Wealth manager and Financial Planner Brooks Macdonald said its total funds under management and advice (FUMA) climbed by 5% to £20.1bn in the last six months, up from £19.1bn at the end of June 2025.
Of that total, funds under management were £17.8bn and advised only assets were £2.3bn.
The firm published the figures today in half-year results for the six months to 31 December 2025, prompting CEO Andrea Montague to say the business has “good momentum.”
It said there were net inflows of £2m during the period, the first half year of positive net flows since the second six months of 2023. In the first half of 2025 it recorded net outflows of £262m.
Revenue increased in the six months by 12% to £58.2m, which the firm said was supported by higher financial planning and fee income and partly offset by lower interest and transactional income.
Total underlying costs at the business increased by 3% to £45.4m, excluding acquisitions and net finance income. Overall underlying costs, including acquisitions, increased by 20%, compared to the £37.8m of underlying costs in the first half of the year.
Brooks’ underlying profit before tax was said to be £13.6m, representing a margin of 23.4%. Its statutory profit before tax was £6.2m, half the £12.6m recorded in the first half.
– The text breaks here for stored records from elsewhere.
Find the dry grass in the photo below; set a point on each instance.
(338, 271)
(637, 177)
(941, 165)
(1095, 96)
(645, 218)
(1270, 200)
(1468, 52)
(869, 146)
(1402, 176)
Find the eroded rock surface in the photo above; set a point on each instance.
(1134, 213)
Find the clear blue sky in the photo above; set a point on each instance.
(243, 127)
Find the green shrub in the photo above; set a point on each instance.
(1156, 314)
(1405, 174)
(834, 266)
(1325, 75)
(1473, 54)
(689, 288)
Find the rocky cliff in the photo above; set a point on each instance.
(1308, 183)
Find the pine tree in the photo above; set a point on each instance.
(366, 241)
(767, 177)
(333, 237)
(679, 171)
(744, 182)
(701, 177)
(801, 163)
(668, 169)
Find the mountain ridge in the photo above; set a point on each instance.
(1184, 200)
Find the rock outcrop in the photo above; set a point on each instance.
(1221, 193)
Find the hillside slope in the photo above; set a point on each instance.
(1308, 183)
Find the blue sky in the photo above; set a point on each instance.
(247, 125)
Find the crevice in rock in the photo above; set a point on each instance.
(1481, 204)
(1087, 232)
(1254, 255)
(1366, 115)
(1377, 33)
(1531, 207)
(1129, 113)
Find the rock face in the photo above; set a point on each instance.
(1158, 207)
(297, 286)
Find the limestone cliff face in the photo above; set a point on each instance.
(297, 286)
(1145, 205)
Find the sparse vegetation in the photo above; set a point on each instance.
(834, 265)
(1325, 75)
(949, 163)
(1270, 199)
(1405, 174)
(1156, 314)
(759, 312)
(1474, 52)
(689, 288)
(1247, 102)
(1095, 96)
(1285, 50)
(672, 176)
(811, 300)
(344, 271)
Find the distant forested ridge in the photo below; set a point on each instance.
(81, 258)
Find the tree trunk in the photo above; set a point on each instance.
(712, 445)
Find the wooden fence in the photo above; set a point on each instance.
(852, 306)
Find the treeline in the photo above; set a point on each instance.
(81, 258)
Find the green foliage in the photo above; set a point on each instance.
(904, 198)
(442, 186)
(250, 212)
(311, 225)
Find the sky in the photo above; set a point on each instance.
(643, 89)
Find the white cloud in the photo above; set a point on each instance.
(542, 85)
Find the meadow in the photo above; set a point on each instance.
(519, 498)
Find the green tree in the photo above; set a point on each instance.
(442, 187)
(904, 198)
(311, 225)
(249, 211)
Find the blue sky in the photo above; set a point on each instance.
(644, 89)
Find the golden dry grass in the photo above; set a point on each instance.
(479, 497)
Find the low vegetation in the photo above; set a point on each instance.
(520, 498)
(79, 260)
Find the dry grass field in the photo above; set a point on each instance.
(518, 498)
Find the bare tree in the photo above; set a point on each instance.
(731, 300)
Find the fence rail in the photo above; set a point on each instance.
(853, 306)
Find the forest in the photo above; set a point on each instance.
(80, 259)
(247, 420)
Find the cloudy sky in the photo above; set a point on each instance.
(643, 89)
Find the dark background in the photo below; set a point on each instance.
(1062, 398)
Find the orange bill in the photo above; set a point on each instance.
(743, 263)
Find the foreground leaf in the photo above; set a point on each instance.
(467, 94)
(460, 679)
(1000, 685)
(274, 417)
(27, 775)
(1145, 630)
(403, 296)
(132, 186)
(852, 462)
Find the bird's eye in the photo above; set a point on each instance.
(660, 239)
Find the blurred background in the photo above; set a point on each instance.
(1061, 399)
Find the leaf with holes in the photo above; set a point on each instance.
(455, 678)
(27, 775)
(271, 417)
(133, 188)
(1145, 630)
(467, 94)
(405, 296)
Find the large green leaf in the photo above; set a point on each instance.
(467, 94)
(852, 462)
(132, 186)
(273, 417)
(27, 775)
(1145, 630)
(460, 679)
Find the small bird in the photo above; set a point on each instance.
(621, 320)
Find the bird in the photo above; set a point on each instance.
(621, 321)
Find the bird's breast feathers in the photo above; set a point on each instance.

That lower figure “reflects higher organic investment, M&A and integration costs”, the firm said.
It has recommended an interim dividend of 31.0 pence per share, up 3%.
Andrea Montague, CEO of Brooks Macdonald, said: “Today’s results demonstrate we have good momentum across the business starting with positive net flows and better revenues.
“We’ve established Brooks Financial and completed the integration creating a scalable, whole of market Financial Planning capability. We’ve made deliberate investments in the business to drive sustainable growth and I’m confident our capability in investment management and distribution positions us for the future.”
She said the business has made deliberate investments in areas such as digital capability, AI and product innovation and launched digital developments including the launch of the Brooks Macdonald mobile app and improved onboarding of clients through digitisation.
The company said it has been deploying AI “to reduce administrative burden which will free capacity to spend more time serving clients.”
Brooks Macdonald has been striving to recover after being hit by net outflows in 2023 and cutting 10% of staff. It said the cuts from its 512-strong workforce were designed to ensure it was, “set up for success, organised to deliver its strategy and drive growth.”
In July 2025 Brooks Macdonald launched a new Financial Planning brand - Brooks Financial. It said the brand was launched to recognise the growing scale of Brooks Macdonald’s Financial Planning business following the acquisitions of LIFT-Financial, Lucas Fettes and CST.
Andrea Montague took over as CEO of Brooks Macdonald on 1 October 2024, since which time it has made several acquisitions.
In 2025 the firm completed the acquisition of Chartered Financial Planners LIFT-Financial Group Limited and LIFT-Invest for £45m, Welsh Chartered Financial Planning firm CST Wealth Management for an undisclosed sum and £890m AUA Norwich-based Lucas Fettes Financial Planning.